According to a study, wheat-producing regions in the US and China are threatened by the increased risk of extreme weather.
New research has revealed that the risk of extreme weather has “significantly increased” in wheat-producing regions of the US and China, with researchers stating that “unprecedented heat and drought” could threaten crops.
The research was conducted by Tufts University’s Friedman School of Nutrition Science and Policy. npj Climate and Atmospheric Science.
The study team observed that as the world warms, changes in seasonal patterns occur and increase the amount of extreme weather events such as extreme droughts and heat waves. They pointed out that this would affect yields and food supply.
The findings predict that heat waves that occurred about once every 100 years in 1981 are now more likely to occur once every six years in the Midwestern US and once every 16 years in northeastern China.
The researchers say their work shows the range of conditions that “people should be prepared for, even if they haven’t happened yet.”
“The historical record is no longer a good representation of what we can expect in the future,” said Erin Coghlan de Perez, CBF Professor at the Friedman School, Dignitas Associate Professor at the Friedman School and lead author on the paper.
“We live in a changed climate and people underestimate today’s potential for extreme events.”
Coghlan de Perez and her colleagues set out to understand how this change has altered the risks, according to the Intergovernmental Panel on Climate Change’s latest report, which is 1.1 degrees Celsius higher than the average global surface temperature between 1850 and 1900. extreme weather
The team collected a large set of seasonal forecasts from the past 40 years, which they used to generate thousands of possible variations in temperature and precipitation. Using this method, known as the Unpredicted Simulated Extreme Ensemble, or UNSEEN approach, the researchers estimated the frequency of extreme temperatures that exceeded the critical threshold for wheat growth.
According to the authors, winter wheat crops begin their growth in the fall and are harvested the following summer, meaning that higher temperatures in the spring (when the plant is flowering) can affect wheat development.
“At temperatures above 27.8 degrees Celsius, plants begin to experience heat stress. At temperatures above 32.8 degrees Celsius, important enzymes in wheat begin to break down,” explained the research team.

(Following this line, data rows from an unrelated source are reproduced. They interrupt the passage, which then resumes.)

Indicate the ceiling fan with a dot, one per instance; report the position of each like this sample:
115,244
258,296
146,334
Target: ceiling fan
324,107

“In the Midwest, we’ve had seasons where you’d see enzyme breakdown thresholds exceeded four or five days on average—that was very unusual,” Coghlan de Perez said. “But our research showed possible alternative realities of today’s climate, which created 15 days above this threshold, which we think would be very harmful.”
“Record-breaking heat is associated with record-breaking drought,” Coghlan de Perez noted, before stating that “the combination of these two hazards will severely impact the growing season.”
Will this new research stop wheat rust in its tracks?
“The U.S. and China are considered global breadbaskets — regions that produce a significant amount of the world’s grains. If these crops fail simultaneously or at the same time as other major crops, it could have serious consequences for food prices and availability around the world.
Going forward, the study’s lead author suggested the results could be used to inform climate adaptation plans in the US and China and ensure stakeholders are able to prepare for future extreme weather events.
“With climate change, I think we’re experiencing a failure of imagination. “If we don’t imagine the extremes that might happen, we don’t prepare for them,” Coghlan de Perez said. “We should not be surprised. We can use the tools at our disposal to try to understand what is possible and be prepared when it happens.